—¿Es usted el juez que presidirá esta sesión?
—Lo soy —contestó con una serenidad majestuosa— ¿Y usted quién es?
—Soy el fiscal narrador de esta historia.
—Quiero dejarle claro que en este juzgado soy la Ley y nadie está por encima de mí.
—Quiero que tenga en cuenta que soy quien escribe su destino.
El juicio comenzó con las alegaciones por parte de los abogados de los litigantes, quienes expusieron de manera muy subjetiva sus alegatos. El juez los escuchó peripatético y poco entusiasmado. Las defensas presentaron a sus testigos, bien aleccionados sobre qué tenían que responder a sus preguntas y qué no debían decir a la parte contraria.
—Esto parece un espectáculo —apostilló la voz narrativa—, un cenáculo de la probidad.

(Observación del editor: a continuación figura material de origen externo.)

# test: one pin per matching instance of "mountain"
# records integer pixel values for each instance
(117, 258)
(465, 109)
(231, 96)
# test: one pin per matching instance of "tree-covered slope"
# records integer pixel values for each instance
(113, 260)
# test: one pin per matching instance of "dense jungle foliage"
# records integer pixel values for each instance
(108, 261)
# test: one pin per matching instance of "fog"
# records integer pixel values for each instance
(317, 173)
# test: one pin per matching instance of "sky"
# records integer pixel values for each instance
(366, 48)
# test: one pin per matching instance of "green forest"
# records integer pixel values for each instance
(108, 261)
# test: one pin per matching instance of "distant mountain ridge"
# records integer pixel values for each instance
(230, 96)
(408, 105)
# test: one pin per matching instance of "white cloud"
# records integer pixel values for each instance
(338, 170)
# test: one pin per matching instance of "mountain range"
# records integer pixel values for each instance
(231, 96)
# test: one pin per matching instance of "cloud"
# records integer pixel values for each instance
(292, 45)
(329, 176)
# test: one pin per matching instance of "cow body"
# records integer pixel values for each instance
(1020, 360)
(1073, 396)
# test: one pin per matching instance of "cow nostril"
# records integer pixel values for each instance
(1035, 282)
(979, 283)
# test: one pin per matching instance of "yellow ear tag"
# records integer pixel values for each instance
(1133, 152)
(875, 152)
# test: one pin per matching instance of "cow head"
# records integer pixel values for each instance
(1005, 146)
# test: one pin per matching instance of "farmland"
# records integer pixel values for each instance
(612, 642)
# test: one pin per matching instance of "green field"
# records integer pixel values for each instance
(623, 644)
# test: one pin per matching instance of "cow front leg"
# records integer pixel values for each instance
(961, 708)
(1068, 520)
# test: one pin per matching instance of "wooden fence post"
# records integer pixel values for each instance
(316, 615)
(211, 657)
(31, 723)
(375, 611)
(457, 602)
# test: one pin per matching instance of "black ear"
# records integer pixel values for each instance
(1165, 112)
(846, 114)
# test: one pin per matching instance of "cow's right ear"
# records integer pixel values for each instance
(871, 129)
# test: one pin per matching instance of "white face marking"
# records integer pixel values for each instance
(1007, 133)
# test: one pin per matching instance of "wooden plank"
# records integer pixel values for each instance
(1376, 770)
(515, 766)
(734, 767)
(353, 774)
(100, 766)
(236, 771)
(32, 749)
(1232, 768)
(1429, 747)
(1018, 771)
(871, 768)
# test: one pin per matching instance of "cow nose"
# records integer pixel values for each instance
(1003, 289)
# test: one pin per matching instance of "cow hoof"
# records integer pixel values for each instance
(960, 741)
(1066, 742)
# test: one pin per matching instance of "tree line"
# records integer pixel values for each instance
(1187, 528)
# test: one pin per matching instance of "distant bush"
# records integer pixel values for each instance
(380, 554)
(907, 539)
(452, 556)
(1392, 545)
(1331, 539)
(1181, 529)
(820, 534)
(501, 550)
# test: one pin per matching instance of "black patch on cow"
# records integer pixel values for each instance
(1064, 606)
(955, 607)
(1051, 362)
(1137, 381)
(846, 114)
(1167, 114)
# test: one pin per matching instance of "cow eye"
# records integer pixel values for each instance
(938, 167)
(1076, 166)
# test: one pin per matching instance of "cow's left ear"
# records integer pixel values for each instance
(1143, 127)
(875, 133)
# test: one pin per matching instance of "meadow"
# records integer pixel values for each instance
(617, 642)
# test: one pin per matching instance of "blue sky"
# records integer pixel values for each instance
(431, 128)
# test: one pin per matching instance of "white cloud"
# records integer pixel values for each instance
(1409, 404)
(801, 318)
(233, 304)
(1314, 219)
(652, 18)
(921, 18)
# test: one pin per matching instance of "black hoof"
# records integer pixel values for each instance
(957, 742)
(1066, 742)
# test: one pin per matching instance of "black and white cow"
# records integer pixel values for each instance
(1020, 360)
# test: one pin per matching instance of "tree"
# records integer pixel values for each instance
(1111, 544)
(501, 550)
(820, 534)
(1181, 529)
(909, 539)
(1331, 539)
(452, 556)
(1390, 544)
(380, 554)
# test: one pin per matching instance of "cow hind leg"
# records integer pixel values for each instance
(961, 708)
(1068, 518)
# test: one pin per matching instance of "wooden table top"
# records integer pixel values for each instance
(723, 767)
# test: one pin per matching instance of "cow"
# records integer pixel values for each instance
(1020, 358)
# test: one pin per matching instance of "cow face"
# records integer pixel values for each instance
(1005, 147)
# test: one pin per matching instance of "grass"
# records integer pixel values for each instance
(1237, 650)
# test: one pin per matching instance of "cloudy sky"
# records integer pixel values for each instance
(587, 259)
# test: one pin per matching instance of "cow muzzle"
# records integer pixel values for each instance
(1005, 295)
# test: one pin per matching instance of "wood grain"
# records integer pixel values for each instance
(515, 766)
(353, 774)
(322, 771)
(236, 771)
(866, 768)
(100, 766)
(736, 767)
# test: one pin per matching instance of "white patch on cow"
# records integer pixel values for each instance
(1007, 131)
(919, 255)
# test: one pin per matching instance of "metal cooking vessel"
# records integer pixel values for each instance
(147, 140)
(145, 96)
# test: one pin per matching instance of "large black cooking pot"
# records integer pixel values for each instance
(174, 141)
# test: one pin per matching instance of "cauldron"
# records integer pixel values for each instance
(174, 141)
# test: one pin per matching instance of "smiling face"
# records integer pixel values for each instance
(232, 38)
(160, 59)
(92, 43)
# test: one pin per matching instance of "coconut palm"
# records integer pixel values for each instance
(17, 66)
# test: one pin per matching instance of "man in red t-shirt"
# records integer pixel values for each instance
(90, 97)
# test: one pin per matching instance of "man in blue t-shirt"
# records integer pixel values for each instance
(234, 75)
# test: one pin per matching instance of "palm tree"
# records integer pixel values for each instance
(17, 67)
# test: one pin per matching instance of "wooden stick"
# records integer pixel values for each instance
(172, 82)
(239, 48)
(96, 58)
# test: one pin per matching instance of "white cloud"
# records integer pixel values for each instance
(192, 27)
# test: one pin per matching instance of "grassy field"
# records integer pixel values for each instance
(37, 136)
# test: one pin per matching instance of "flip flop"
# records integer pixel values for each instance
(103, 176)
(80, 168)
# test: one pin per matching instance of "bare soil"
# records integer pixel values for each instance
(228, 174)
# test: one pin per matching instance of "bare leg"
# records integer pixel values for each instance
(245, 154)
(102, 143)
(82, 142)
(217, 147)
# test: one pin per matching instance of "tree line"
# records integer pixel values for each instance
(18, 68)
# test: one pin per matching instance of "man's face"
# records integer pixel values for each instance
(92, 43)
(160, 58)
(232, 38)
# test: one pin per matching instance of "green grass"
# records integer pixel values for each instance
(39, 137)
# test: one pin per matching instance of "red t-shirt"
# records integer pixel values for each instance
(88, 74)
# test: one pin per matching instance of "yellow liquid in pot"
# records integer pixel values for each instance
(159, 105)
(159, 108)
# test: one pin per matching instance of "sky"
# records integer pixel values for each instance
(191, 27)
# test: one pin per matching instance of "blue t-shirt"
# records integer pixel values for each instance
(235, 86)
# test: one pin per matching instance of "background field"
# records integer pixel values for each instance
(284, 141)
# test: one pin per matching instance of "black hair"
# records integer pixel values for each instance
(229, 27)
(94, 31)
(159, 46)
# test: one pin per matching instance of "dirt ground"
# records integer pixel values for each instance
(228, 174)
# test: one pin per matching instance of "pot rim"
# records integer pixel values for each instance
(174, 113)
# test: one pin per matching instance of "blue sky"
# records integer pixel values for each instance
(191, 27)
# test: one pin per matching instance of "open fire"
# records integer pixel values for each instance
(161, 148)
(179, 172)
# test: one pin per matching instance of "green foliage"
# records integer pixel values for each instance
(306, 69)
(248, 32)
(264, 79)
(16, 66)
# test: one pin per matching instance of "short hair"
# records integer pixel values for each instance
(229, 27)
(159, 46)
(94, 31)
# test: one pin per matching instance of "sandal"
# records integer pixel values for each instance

—Es el procedimiento judicial.
—Los testimonios de esas personas son sesgados y tendenciosos. Vienen instruidos sobre qué deben manifestar.
—Mi deber es escucharlos antes de un pronunciamiento salomónico.
—Ahora entiendo porque llevan toga.
—Sí, por qué —preguntó contrariado—.
—Porque en la judicatura todo es oscuro.
—Le voy a expulsar de la sala.
—No puede. En todo caso podría echarme de su cabeza.
—Pues eso haré. Dejaré de pensar.
—Si lo hace se estará condenado a perder el juicio.